A vivência de todo este desastre – o imperialismo chamou-o de “terapia de choque” – provocou na população um trauma severo em todos os planos de que não se reabilitou. Kurginyan, que tem analisado este processo em profundidade, chama-o “feridas na consciência” e considera que “a consciência deformadas perde a sua adequação e não pode compreender normalmente o que ocorre no tempo e no espaço” [4].

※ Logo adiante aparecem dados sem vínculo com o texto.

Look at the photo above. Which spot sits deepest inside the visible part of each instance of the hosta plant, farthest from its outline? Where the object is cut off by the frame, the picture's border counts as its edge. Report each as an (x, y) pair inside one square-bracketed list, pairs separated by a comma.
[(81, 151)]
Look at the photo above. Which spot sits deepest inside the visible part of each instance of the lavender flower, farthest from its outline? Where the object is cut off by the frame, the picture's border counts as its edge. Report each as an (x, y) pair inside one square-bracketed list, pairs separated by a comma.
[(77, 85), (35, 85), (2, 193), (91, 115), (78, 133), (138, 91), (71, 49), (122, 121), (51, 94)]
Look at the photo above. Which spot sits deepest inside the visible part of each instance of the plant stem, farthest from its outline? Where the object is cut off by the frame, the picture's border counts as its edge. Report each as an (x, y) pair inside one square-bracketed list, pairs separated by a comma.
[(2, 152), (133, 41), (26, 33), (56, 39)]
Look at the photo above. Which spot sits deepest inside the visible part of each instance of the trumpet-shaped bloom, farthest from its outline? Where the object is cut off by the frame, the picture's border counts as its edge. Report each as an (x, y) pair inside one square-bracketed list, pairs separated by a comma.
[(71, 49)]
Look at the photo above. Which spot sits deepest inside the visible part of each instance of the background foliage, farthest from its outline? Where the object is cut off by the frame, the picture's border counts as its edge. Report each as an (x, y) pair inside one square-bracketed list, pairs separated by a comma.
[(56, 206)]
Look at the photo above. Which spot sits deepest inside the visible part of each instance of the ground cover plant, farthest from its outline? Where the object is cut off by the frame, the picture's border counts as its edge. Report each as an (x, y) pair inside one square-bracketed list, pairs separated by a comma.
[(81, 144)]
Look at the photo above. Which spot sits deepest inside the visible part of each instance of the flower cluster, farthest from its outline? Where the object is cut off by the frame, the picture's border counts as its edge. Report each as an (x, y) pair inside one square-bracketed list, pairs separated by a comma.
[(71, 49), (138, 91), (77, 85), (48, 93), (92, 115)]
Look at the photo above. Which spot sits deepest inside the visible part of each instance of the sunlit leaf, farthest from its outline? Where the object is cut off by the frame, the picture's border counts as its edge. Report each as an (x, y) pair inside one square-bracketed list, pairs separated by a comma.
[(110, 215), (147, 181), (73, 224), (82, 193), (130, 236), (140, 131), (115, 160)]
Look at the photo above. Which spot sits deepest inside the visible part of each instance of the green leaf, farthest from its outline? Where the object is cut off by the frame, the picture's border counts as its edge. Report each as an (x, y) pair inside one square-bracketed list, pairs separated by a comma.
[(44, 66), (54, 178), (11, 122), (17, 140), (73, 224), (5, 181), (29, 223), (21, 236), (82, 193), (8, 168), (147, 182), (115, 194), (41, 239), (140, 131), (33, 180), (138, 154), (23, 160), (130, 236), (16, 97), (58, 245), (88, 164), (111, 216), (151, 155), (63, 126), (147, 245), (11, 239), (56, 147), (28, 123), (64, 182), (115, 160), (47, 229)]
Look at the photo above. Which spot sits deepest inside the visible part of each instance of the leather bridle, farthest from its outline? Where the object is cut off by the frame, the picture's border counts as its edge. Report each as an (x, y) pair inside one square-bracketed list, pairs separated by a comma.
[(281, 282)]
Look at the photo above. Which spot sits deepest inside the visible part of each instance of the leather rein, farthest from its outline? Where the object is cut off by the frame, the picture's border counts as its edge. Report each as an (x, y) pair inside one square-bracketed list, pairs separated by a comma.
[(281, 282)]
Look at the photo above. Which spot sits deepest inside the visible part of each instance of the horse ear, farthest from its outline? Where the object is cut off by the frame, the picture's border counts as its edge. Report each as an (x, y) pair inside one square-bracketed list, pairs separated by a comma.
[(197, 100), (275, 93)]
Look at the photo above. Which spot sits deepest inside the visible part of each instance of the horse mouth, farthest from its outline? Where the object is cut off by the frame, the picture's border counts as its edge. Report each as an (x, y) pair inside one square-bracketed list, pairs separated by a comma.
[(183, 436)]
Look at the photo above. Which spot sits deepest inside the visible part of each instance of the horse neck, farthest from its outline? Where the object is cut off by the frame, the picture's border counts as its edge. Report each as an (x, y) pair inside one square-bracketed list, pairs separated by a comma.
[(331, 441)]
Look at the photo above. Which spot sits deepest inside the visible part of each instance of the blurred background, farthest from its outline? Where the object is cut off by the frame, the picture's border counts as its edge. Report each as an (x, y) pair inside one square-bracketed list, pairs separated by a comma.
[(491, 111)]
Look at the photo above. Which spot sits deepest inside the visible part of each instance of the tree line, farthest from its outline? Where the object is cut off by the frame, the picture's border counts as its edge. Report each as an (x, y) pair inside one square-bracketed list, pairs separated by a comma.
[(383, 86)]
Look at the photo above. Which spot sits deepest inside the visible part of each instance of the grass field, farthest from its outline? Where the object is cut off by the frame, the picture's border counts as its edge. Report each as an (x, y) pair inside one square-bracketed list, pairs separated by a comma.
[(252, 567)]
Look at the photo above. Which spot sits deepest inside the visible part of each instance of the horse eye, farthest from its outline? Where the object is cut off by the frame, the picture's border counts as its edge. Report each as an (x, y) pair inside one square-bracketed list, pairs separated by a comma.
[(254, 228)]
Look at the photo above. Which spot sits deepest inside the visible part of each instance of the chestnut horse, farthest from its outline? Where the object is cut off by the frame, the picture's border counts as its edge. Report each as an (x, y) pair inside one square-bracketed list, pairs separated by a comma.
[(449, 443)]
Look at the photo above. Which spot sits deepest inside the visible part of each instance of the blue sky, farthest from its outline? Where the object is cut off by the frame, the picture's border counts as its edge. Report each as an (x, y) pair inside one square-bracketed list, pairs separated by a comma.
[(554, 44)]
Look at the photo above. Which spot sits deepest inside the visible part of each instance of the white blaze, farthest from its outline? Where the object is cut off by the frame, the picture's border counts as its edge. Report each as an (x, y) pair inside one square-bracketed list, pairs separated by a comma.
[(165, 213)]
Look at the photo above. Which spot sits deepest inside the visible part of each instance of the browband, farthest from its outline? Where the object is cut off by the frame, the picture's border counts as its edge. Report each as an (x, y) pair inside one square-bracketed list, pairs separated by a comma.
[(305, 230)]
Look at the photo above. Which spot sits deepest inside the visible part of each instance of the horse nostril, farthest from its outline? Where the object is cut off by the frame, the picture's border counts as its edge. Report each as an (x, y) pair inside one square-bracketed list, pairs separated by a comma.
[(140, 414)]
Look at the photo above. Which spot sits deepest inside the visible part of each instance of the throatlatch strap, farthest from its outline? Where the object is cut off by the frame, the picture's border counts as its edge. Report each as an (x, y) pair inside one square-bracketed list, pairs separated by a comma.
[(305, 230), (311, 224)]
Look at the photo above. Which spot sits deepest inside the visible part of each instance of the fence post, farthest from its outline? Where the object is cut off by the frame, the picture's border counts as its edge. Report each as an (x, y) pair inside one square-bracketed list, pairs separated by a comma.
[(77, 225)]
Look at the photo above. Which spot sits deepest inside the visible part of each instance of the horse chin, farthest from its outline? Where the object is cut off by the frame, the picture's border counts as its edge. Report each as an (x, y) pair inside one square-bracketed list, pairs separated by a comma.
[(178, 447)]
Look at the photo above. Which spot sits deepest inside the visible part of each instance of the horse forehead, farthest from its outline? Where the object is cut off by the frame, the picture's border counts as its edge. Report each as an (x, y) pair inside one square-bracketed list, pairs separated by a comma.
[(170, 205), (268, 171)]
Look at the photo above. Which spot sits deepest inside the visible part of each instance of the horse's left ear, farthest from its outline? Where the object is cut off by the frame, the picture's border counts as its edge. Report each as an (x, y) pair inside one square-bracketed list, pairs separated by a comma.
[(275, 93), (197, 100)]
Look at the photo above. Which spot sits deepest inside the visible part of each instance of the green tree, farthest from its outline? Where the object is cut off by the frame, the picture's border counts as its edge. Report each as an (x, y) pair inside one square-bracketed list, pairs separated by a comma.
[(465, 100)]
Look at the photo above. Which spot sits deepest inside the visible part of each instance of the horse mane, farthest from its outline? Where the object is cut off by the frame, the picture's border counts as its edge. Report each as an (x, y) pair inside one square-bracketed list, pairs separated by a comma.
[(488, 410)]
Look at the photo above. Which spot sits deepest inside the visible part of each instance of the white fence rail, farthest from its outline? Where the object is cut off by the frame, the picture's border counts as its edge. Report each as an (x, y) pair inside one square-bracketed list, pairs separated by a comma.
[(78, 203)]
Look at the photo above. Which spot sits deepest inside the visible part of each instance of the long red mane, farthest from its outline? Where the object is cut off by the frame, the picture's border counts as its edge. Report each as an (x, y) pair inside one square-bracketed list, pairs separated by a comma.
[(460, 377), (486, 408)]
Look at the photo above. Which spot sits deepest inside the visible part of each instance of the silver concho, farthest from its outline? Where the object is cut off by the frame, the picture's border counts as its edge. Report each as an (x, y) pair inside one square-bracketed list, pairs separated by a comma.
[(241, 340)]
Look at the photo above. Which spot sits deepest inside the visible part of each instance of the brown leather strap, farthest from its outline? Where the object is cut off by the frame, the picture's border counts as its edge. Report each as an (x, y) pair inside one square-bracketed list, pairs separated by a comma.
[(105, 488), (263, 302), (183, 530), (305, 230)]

Sobre esta profunda ferida social ergueu-se a Rússia pós-soviética. Construiu-se uma sociedade amnésica e anestesiada, com um profundo vazio ideológico, que em parte é ocupado pela igreja ortodoxa [5], em cima da ausência de todo projecto colectivo numa sociedade em que o comunitário – para além da superestrutura política – estava profundamente inscrito na consciência popular. A isso somaram-se as insultuosas desigualdades sociais, produto do roubo impune de empresas socializadas e da degradação científica, cultural e educativa.

A destruição, auto-destruição, das forças produtivas russas de alta tecnologia é um dos factores determinantes da profunda regressão sofrida pela Rússia pós-soviética. Como assinala Kurginyan, nenhum outro país, em nenhum processo político, fez algo parecido. Talvez agora fosse preciso incorporar a UE a essas excepções históricas de auto-aniquilação produtiva, exactamente sob o mesmo hegemon.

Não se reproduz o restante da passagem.